Armed protesters storm Benghazi voting office
BENGHAZI, Libya - Hundreds of armed protesters have stormed the election commission in Libya's eastern city of Benghazi, witnesses said.
An Al Jazeera team in Tripoli confirmed on Sunday that 1,000 people occupied the election commission building in Benghazi to demand more seats for the city in scheduled upcoming elections.
By late Sunday, an estimated 300 people were still believed to be in the building, chanting slogans, as police attempted to disperse the crowd. The protesters burned election materials outside the office, witnesses said, but there had been no reports of violence.
Men carried computers and ballot boxes from the building and began to crush them while chanting pro-federalism slogans, according to reports.
Al Jazeera's David Poort, reporting from Benghazi, said election materials for the July 7 vote had arrived several days earlier.
"Different protests were held around the city on Sunday and these protests were supposed to come together at the electoral commission," said Poort.

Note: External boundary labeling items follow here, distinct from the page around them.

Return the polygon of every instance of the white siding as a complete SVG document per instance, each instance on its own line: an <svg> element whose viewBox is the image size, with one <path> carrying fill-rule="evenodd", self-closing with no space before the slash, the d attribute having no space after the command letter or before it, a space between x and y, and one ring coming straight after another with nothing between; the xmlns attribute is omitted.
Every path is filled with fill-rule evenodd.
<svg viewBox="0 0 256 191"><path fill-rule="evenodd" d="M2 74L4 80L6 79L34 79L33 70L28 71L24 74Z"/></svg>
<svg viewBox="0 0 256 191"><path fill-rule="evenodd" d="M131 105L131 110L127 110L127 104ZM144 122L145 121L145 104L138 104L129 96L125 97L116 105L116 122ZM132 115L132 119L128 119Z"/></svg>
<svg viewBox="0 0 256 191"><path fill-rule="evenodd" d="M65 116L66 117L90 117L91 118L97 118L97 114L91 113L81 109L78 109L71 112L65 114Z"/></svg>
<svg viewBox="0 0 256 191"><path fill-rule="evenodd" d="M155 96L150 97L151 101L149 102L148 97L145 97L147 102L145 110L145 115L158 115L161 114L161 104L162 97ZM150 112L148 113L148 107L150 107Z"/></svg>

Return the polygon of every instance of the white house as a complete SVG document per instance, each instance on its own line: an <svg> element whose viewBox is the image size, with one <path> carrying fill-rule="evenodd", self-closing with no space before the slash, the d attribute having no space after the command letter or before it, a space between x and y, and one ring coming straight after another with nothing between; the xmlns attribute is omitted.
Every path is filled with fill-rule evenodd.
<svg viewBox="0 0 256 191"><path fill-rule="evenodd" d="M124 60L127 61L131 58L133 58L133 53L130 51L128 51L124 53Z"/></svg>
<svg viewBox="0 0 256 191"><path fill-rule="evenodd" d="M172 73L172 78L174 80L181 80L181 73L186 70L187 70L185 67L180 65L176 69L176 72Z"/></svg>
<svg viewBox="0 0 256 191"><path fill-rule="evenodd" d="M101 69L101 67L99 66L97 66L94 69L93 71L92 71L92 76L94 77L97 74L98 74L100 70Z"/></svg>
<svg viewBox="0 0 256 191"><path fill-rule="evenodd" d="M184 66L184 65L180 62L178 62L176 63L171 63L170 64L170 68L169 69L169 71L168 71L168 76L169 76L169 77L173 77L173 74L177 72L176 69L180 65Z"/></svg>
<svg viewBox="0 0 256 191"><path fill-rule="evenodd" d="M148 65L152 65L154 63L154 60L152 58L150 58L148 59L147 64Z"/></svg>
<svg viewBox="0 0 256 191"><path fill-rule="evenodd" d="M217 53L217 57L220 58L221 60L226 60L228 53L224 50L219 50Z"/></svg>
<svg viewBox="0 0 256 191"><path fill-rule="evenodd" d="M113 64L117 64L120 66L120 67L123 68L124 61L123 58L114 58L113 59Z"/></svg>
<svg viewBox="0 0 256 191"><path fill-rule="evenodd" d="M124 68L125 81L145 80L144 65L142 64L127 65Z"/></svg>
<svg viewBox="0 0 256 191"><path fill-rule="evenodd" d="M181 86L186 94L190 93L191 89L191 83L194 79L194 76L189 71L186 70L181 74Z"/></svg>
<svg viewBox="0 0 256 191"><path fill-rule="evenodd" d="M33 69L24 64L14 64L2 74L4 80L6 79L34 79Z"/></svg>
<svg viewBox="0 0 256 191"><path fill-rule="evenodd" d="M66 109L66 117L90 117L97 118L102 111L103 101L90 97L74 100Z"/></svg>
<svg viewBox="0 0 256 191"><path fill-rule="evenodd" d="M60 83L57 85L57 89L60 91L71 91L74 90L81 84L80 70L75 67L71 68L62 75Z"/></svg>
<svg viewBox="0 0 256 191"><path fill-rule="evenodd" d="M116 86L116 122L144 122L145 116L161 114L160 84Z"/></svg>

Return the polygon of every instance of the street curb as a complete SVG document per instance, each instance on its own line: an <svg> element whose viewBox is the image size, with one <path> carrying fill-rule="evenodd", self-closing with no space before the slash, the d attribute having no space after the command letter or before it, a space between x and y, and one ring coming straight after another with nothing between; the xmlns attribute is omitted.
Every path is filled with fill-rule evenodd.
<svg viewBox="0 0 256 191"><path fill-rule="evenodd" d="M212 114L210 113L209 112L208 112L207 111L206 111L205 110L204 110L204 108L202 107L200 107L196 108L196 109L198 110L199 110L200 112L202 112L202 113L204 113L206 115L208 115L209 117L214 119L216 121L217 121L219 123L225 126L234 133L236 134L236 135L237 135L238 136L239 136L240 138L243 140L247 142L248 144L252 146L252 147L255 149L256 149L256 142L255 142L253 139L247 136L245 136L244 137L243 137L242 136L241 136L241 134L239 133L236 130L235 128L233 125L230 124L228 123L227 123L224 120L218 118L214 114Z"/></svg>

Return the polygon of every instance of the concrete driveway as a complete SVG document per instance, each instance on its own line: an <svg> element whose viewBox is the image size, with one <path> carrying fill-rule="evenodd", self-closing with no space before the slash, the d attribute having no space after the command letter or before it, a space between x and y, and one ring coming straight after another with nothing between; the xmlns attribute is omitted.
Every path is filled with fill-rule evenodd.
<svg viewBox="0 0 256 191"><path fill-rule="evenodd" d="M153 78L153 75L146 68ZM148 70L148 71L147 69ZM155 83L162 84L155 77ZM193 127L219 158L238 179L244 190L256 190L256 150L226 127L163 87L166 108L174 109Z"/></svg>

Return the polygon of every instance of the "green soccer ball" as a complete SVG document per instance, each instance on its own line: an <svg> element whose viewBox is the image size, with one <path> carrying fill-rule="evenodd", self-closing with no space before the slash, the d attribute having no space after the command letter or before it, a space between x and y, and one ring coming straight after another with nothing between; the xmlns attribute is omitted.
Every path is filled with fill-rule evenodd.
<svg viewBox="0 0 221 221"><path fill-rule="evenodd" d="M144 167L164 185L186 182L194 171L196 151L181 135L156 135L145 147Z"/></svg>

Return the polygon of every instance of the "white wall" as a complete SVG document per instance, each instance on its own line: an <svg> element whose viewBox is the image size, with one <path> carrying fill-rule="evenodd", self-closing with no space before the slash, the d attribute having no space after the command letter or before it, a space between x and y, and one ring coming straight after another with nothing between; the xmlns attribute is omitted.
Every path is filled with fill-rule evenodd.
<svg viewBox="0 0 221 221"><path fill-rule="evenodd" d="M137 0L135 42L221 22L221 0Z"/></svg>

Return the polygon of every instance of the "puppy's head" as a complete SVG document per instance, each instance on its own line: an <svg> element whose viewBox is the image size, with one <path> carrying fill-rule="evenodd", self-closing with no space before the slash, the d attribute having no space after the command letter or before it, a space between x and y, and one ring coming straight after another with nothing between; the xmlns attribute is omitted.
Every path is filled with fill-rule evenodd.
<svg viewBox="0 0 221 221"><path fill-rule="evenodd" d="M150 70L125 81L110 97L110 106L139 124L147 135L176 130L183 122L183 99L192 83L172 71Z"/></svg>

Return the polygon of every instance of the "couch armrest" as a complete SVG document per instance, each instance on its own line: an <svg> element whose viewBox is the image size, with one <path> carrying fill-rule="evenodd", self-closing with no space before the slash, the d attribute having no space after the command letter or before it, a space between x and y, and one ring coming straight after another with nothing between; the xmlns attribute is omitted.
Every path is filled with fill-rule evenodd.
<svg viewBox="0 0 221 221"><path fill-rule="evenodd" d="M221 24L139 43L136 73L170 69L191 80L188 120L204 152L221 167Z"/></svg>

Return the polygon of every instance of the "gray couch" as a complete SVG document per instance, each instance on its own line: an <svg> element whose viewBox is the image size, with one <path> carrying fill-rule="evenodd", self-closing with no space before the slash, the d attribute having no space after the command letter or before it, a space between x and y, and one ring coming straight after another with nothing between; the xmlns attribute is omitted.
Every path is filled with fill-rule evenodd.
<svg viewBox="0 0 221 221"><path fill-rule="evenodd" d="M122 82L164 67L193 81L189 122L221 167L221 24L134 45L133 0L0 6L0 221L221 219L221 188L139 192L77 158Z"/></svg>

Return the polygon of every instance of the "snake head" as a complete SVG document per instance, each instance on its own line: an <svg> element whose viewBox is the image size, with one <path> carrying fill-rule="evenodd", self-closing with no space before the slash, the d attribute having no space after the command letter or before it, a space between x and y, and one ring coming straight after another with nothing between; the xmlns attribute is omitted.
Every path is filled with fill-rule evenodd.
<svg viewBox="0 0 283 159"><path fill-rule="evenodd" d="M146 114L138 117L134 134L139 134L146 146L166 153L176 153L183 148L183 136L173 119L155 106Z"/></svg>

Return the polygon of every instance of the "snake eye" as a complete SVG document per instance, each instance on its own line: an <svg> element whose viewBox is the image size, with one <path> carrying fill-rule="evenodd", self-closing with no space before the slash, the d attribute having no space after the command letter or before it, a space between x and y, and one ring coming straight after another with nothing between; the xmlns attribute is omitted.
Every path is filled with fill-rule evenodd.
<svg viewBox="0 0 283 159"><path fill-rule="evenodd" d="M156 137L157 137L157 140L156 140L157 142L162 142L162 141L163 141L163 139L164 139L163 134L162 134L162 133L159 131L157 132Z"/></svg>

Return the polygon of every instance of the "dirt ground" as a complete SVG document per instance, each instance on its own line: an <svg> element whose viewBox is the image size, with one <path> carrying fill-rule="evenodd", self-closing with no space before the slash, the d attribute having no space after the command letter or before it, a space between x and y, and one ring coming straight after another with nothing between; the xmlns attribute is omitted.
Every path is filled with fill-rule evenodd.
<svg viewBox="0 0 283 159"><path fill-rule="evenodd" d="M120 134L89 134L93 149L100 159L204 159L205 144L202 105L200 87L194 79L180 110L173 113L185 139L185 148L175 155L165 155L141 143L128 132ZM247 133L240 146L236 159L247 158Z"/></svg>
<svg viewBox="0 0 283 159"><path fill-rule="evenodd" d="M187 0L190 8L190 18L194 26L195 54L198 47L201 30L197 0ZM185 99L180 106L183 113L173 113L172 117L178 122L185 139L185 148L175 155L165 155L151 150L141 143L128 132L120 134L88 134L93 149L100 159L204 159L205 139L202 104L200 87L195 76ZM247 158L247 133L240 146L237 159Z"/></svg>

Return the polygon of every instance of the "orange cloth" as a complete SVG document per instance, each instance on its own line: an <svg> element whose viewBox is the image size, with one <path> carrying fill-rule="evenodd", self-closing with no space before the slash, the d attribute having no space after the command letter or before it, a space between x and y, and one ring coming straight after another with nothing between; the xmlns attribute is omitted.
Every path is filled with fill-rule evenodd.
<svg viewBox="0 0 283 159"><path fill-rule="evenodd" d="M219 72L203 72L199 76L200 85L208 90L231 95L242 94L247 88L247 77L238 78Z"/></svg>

"The commission [had already] received all the necessary election material: printed ballot papers, plastic ballot boxes, ink and voting booths, from Dubai. They were being kept in a warehouse before being distributed to different polling stations," he said, adding that the material that was burned was preliminary paperwork and would not affect the upcoming polls.
The scheduled polls will be the first free election since an uprising last year in which Muammar Gaddafi was ousted from office.
Benghazi, where the uprising began in February 2011, has demanded autonomy from the central government in Tripoli.
The move has been resisted by the National Transitional Council, which has governed Libya since Gaddafi was overthrown.